There are two main panes in RStudio where we write and execute R commands, or R statements. We work with scripts in the script editor, to document our work, and with individual statements in the console.
As an example, we’ll look at a one-sample t-test. We’ll simulate data, so we know what the result should be, then perform the test.
You do most of your work in RStudio by writing, running, and saving scripts, files with sequences of R commands.
Start a new script by going to the File menu and clicking New File - R Script. You can do the same thing by clicking the New File icon on the toolbar.
You’ll notice you have the usual options for opening existing files and for saving script files in the menu and on the toolbar.
Yet another way you’ll open existing scripts is to click on them in the Files pane, in the lower right corner of the RStudio workspace.
Now, type the following commands into a new script:
x <- rnorm(25)
t.test(x)
This generates 25 observations from a random normal distribution with mean zero and a standard deviation of one. Then we perform a one-sample t-test. We expect we won’t reject the null hypothesis.
Each line in our script is a statement, a command to be run. To run these one-at-a-time move your cursor anywhere in the first line and key Ctrl-Enter. You can also click on the Run button at the top of the script editor. This not only runs the current command, but also moves the cursor to the next command, making it easy to walk step-by-step through your script.
To run more than one statement at a time, highlight all the code you want to run and then key Ctrl-Enter or click Run. (Be careful: you can highlight less than a full command, and R will try to execute only what you highlighted!)
One Sample t-test
data: x
t = -0.85712, df = 24, p-value = 0.3999
alternative hypothesis: true mean is not equal to 0
95 percent confidence interval:
-0.5343228 0.2207482
sample estimates:
mean of x
-0.1567873
If you try this example, you will certainly get different numbers, because we are generating random data. You might even get a result where you reject the null hypothesis! Why?
When you are in the midst of thinking your way through a problem, you will also find it useful to issue commands in the Console. The Console is the programmer’s scratch sheet of paper.
For example, suppose you have done the first step above, generating random numbers in a vector called x
. As a check, you decide you’d like to see the numbers generated, and calculate their mean, which should be close to zero.
In the Console, at the >
prompt, you type
x
[1] -1.09718699 0.04301967 -0.59282359 0.30116491 0.44059642 2.20407748
[7] -0.17392492 -0.12615702 -1.00326870 -0.96294769 -1.61037435 -0.27502236
[13] 0.07006282 -1.50444702 0.95271667 0.64445942 -1.56483325 -0.10622609
[19] 0.17223694 -1.00402994 0.34221631 0.87284991 0.88050756 -0.77238078
[25] -0.04996753
an implicit print()
function. The numbers look reasonable (most of the values are between -3 and 3, right?), so you follow up in the Console with
mean(x)
[1] -0.1567873
which is statistically close to zero. So if I now follow up with the t.test()

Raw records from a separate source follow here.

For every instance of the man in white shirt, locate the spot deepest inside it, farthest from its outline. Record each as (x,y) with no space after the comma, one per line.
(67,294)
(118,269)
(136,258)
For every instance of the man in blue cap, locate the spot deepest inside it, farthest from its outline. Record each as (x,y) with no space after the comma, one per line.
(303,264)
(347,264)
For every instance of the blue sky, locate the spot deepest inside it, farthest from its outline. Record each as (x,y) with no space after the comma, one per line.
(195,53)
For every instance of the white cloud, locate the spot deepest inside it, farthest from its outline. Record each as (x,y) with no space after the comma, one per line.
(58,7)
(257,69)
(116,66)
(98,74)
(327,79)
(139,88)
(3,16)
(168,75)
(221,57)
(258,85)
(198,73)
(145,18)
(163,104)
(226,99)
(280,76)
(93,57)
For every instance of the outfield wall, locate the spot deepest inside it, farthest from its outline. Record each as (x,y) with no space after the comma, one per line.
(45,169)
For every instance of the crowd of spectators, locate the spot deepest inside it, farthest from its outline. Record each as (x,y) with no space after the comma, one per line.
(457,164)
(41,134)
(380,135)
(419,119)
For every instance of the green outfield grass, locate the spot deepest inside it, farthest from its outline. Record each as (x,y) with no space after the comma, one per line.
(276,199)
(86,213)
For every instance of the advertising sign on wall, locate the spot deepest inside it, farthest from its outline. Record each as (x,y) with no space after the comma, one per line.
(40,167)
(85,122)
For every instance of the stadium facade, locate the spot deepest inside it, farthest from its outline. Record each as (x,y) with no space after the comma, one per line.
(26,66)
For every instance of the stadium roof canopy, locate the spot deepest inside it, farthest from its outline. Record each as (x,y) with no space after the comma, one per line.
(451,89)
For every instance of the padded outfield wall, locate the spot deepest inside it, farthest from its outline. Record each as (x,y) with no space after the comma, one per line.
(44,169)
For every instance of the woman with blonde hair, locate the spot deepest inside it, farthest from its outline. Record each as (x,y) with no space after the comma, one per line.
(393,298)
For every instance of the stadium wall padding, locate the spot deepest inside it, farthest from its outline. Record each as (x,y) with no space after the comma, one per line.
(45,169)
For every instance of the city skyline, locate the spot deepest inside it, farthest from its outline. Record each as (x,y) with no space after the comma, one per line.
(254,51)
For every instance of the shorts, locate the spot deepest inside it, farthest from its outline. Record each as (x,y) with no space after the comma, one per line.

in my script, my result should be not statistically significant.
R keeps track of your command history, whether the command was run from a script of from the Console. In the Console you can scroll through this history with either with the up- and down- arrows on your keyboard (the ones you use to move your cursor in a document).
For example, you could use this to quickly generate a new sample, and run a new t-test.
You can also access your command history in Rstudio’s History pane (upper right, tabbed with Environment). Here you can highlight one or more commands and send them to the Console. You can also send commands “to Source” (your script), turning your scratch work into something you can save.
Create a script where you generate random observations, and test the hypothesis that the mean is zero with a t.test.
You can generate n
random observations from a distribution with mean m
and a standard deviation of 1 with rnorm(n, mean=m)
.
After you have run the data-generating command, use the Console to check the mean and standard deviation (sd()
) of your data. Look about right?
From our working example script, highlight and run just x
in the line
t.test(x)
R expressions can be nested. For instance, we might write:
t.test(rnorm(15))
To step through this statement, first highlight and run rnorm(15)
, to verify that you understand what that piece of code does. Then highlight and run the entire statement. Did you get the answer you expected?